Dosage compensation and meiotic sex chromosome inactivation (MSCI) are key mechanisms regulating gene expression from the X chromosome in male-heterogametic species. While the convergent evolution of these mechanisms is well-documented, their evolutionary fate under relaxed selection remains poorly understood. Here, we test whether dosage compensation and MSCI persist following three independent transitions to parthenogenesis in stick insects, where selection on male phenotypes is relaxed. Using rare males occasionally produced by parthenogenetic females, chromosome-level genome assemblies, RNA-seq from multiple tissues, and immunocytochemistry, we find that dosage compensation is fully conserved across all nine studied somatic tissues. This is even the case in the oldest, approximately 1.5 million years old all-female lineage, and for tissue-specific genes for which dosage variation is not expected to be very deleterious. Meiotic X inactivation in the germline is also conserved. Surprisingly however, expression data and cytological markers indicate that MSCI signatures are even stronger in parthenogenetic males, a pattern likely driven by prolonged autosomal transcription during meiosis. These results indicate that X-targeting dosage compensation and MSCI are highly stable over evolutionary time and may be maintained in all-female lineages by a combination of evolutionary constraint, pleiotropy, or very weak selection, whereas autosomal expression during meiosis shifts rapidly under relaxed selection.

Significance Statement

Sex chromosomes are regulated by specialized mechanisms that balance gene expression between males and females in somatic tissues (dosage compensation) and silence the X chromosome during male meiosis (meiotic sex chromosome inactivation, MSCI). These processes are thought to decay when they become redundant, yet suitable systems to test this prediction are scarce.
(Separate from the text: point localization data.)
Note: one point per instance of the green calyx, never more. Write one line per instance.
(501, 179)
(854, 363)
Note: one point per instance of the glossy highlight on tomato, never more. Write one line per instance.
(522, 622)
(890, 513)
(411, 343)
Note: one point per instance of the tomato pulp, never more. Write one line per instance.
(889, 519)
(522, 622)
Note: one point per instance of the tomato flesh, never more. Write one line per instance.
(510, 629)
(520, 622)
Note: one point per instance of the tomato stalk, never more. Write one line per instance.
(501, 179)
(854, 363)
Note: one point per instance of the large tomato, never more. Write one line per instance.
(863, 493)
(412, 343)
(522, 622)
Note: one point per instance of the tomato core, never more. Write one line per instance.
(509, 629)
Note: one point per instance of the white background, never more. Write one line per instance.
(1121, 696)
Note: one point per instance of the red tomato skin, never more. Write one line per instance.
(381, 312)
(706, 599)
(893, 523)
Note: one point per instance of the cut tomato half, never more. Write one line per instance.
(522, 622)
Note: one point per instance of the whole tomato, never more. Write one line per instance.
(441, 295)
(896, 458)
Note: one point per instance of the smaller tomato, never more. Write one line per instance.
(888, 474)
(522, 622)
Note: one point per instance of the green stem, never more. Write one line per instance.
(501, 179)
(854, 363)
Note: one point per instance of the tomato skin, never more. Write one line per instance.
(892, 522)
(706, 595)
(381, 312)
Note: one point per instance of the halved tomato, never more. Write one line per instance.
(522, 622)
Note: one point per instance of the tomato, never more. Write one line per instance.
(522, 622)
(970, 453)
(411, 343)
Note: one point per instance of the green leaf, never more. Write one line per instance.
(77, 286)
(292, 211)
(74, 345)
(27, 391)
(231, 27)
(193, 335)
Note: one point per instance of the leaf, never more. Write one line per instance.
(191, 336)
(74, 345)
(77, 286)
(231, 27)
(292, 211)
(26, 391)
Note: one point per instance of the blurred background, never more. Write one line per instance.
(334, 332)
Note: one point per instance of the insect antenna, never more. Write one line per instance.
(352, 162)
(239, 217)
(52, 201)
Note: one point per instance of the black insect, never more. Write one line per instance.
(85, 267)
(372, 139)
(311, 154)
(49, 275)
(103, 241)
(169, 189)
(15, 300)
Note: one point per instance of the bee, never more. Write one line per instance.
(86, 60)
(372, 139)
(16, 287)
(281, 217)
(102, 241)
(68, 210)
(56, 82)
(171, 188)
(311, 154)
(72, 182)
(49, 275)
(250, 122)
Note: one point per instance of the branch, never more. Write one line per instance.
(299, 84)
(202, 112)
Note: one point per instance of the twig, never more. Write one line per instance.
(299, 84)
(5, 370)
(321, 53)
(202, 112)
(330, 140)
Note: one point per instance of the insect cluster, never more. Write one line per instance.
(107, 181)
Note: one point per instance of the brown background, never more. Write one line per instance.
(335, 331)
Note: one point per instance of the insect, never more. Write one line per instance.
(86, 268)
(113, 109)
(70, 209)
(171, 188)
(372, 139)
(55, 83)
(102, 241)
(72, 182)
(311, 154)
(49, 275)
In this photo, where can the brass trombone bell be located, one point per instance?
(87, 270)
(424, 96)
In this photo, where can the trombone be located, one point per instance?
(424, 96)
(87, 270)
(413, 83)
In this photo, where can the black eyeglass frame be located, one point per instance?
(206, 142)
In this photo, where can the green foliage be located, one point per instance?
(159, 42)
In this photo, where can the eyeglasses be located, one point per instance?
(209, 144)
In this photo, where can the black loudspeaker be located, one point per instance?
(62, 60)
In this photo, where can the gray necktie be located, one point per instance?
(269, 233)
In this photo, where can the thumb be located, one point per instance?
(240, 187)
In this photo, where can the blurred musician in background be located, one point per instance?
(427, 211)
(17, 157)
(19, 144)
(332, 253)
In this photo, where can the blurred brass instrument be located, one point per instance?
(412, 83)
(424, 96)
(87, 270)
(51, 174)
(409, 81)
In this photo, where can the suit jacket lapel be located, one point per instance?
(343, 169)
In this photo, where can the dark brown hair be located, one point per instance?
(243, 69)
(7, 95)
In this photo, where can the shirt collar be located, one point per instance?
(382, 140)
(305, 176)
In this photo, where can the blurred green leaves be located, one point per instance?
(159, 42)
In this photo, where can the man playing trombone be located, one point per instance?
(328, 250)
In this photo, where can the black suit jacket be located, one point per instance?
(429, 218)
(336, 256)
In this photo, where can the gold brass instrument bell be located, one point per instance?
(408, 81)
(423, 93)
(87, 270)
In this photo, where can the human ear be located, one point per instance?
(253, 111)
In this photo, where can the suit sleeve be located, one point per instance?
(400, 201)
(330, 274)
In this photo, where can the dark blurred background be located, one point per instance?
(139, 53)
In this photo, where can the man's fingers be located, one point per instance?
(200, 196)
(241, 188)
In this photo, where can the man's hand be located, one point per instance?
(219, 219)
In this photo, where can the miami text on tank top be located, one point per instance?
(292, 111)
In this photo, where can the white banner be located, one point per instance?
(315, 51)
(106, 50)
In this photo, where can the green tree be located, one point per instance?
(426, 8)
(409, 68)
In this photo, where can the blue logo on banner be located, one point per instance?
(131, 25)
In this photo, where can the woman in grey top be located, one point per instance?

We studied rare males from parthenogenetic stick insect lineages that have been evolving without sex for up to 1.5 million years. Surprisingly, both dosage compensation and MSCI remain fully functional, despite relaxed selection. Instead, we find altered autosomal expression during meiosis. Our results reveal that sex chromosome regulation is evolutionarily stable and constrained, persisting even after the loss of its purpose.